Unlocking the potential of extracellular vesicles: One stimulus away from clinical implementation
Abstract
Extracellular vesicles (EVs) are cell-derived, phospholipid bilayer vesicles that hold growing potential in therapeutic applications, as demonstrated by encouraging preclinical and clinical trial results. Despite this potential, translating EV-based therapies from bench to bedside remains challenging. A key bottleneck lies in the development of robust biomanufacturing platforms capable of producing enough EVs to meet clinical demand.Establishing reliable EV-producing cell lines is a critical step in this process. Mammalian cell lines are often preferred for generating "customized" EVs, particularly for drug delivery; however, they typically yield low quantities and require carefully optimized culture conditions. Alternative sources, such as red blood cells (RBCs) or even nonhuman sources, like plants, bacteria, and food-derived EVs, offer promising alternatives that bypass the need for large-scale culture, but they are unlikely to fully replace humanderived EVs across all therapeutic contexts. Therefore, strategies that elevate EV production are essential. Shifting from traditional two-dimensional (2D) culture systems to more advanced three-dimensional (3D) platforms has emerged as a key approach to enhance EV yield, improve process monitoring, and reduce labour and batch-to-batch variability.

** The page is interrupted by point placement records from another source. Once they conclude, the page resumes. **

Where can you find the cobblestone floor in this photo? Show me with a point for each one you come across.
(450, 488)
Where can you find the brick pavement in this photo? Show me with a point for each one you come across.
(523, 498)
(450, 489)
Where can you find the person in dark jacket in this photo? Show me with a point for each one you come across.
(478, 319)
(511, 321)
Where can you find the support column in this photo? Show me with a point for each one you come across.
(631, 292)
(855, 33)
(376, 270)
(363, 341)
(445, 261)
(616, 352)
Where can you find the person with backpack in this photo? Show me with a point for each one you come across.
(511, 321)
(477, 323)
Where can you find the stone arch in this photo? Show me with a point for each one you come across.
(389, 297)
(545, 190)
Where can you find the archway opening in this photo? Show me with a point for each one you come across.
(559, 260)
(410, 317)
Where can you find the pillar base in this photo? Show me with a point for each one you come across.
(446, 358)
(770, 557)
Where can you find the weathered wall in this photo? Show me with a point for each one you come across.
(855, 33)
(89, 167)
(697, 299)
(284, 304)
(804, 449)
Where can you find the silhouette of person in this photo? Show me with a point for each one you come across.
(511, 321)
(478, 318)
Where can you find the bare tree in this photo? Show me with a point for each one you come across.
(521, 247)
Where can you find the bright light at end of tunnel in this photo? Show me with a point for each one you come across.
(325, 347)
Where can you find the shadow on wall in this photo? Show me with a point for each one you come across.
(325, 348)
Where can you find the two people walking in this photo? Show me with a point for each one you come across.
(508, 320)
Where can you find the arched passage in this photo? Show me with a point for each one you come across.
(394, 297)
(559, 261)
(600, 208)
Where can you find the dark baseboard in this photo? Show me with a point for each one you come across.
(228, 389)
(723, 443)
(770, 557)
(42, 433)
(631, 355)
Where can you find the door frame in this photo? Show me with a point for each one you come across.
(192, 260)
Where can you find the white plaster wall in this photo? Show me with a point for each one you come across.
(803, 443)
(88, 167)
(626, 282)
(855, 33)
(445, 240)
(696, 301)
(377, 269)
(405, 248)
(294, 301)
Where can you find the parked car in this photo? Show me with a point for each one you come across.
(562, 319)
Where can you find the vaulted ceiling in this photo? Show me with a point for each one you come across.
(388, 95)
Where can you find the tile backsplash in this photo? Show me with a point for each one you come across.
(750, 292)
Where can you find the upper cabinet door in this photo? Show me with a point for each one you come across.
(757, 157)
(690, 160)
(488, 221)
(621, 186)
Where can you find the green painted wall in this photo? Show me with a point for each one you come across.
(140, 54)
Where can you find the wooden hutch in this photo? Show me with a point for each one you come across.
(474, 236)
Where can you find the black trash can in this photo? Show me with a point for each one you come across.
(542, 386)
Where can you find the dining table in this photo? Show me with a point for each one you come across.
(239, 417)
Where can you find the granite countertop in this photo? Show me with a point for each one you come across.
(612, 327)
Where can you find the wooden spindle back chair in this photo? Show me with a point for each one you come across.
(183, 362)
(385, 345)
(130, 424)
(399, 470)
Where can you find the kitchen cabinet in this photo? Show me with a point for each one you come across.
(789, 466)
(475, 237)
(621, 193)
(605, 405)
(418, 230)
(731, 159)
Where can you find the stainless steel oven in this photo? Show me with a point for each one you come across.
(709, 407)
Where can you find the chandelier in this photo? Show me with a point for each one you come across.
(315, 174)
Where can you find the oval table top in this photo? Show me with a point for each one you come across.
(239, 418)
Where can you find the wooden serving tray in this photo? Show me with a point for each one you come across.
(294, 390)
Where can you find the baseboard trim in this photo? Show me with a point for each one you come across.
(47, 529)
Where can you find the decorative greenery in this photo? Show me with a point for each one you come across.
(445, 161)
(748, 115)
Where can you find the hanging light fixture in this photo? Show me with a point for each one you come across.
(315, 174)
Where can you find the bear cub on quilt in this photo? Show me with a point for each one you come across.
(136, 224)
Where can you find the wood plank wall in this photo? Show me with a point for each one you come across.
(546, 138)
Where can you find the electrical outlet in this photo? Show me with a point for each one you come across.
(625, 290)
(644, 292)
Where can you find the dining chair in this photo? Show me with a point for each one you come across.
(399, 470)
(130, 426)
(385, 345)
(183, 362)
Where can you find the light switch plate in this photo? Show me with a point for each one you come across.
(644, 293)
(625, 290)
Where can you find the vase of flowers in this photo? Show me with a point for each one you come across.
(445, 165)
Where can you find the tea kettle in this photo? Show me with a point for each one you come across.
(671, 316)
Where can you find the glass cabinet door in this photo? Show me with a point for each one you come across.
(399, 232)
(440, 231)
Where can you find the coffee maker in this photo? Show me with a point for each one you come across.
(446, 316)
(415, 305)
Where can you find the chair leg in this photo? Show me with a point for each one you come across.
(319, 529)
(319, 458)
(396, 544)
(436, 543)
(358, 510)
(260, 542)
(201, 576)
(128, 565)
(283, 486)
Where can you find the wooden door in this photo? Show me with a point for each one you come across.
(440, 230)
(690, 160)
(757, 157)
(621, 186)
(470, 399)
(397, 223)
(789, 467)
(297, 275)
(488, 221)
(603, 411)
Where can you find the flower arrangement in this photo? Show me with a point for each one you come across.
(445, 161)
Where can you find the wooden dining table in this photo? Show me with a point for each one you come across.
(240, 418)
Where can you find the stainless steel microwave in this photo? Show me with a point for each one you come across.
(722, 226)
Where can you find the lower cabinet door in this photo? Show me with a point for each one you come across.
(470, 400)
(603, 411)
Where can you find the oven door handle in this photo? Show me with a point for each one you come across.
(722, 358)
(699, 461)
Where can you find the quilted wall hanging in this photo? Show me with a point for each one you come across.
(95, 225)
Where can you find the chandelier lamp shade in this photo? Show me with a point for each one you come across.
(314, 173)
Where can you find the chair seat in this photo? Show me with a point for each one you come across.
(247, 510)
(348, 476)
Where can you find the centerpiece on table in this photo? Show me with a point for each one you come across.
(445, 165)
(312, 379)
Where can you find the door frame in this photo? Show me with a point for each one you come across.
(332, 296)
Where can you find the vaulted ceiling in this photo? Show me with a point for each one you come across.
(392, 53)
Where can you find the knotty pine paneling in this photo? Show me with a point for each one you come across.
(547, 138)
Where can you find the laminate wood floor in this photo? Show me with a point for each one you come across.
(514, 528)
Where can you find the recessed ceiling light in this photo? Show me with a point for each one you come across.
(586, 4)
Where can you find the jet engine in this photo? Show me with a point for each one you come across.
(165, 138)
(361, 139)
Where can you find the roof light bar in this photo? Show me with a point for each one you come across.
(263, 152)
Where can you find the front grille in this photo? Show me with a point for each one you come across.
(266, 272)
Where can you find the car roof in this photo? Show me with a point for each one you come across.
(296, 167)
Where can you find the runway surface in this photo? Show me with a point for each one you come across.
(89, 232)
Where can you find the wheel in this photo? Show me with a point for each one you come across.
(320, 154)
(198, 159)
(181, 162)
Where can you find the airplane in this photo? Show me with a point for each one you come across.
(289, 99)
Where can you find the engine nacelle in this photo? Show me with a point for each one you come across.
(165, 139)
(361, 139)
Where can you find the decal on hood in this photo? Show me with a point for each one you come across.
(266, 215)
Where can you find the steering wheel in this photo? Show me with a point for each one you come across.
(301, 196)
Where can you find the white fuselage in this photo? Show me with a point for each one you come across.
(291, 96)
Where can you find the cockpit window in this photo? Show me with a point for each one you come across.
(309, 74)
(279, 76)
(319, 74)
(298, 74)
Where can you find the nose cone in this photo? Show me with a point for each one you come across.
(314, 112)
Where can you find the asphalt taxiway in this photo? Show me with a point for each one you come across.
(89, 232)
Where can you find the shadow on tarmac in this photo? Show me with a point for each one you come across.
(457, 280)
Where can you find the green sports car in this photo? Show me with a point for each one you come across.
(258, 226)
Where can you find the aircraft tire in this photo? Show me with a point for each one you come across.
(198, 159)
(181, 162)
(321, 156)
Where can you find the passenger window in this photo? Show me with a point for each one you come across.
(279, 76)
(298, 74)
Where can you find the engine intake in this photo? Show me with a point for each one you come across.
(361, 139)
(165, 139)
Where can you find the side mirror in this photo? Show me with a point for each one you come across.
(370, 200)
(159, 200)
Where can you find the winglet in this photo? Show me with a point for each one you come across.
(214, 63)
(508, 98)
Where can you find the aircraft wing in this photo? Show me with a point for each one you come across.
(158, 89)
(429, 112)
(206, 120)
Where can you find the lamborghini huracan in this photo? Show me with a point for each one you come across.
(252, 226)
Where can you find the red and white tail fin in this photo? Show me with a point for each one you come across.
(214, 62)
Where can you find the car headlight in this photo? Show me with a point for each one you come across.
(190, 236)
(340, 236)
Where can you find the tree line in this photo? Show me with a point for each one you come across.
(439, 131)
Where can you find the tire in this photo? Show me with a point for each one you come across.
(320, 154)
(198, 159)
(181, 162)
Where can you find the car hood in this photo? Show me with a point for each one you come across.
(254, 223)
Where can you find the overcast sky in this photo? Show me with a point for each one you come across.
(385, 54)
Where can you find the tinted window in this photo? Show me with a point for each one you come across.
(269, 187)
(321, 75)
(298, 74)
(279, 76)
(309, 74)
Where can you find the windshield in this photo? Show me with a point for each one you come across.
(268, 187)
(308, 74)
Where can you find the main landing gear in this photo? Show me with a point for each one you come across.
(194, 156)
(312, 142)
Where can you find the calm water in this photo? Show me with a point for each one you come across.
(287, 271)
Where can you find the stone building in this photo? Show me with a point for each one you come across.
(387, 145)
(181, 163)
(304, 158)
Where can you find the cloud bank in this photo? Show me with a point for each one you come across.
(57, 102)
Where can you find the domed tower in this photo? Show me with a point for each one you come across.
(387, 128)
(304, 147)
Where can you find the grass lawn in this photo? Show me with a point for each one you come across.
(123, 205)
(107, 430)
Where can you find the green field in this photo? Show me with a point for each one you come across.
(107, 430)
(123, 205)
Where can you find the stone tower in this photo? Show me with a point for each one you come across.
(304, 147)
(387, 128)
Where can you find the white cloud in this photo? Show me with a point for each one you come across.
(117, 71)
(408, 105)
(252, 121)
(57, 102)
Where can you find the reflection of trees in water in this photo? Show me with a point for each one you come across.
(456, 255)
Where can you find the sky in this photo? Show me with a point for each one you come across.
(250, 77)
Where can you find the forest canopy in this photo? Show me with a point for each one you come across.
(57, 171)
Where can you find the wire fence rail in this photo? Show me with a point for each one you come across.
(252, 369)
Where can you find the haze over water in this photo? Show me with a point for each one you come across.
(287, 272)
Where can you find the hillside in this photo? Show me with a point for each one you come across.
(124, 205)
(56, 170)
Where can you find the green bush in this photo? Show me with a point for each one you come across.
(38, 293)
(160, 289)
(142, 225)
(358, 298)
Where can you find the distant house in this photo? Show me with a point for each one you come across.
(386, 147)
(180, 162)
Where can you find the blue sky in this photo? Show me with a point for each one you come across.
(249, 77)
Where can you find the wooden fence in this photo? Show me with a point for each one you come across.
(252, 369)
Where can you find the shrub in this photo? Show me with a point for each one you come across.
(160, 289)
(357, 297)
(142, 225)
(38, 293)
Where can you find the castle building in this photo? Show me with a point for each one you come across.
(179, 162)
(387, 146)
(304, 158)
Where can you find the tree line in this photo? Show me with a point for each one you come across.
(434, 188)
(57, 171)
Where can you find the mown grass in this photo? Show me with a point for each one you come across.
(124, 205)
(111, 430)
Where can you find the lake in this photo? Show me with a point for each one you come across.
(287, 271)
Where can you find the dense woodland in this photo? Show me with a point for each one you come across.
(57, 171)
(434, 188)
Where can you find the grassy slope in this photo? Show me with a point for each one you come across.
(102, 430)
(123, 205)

Additionally, alternative methods, such as the use of specific treatments and supplements, are currently being explored to further boost cellular productivity and promote EV secretion. In this review, we summarize the various cell lines currently being evaluated in EV studies and describe the strategies designed to increase EV secretion from cells, discussing the importance of EV quantification strategies and how they are being applied throughout these studies.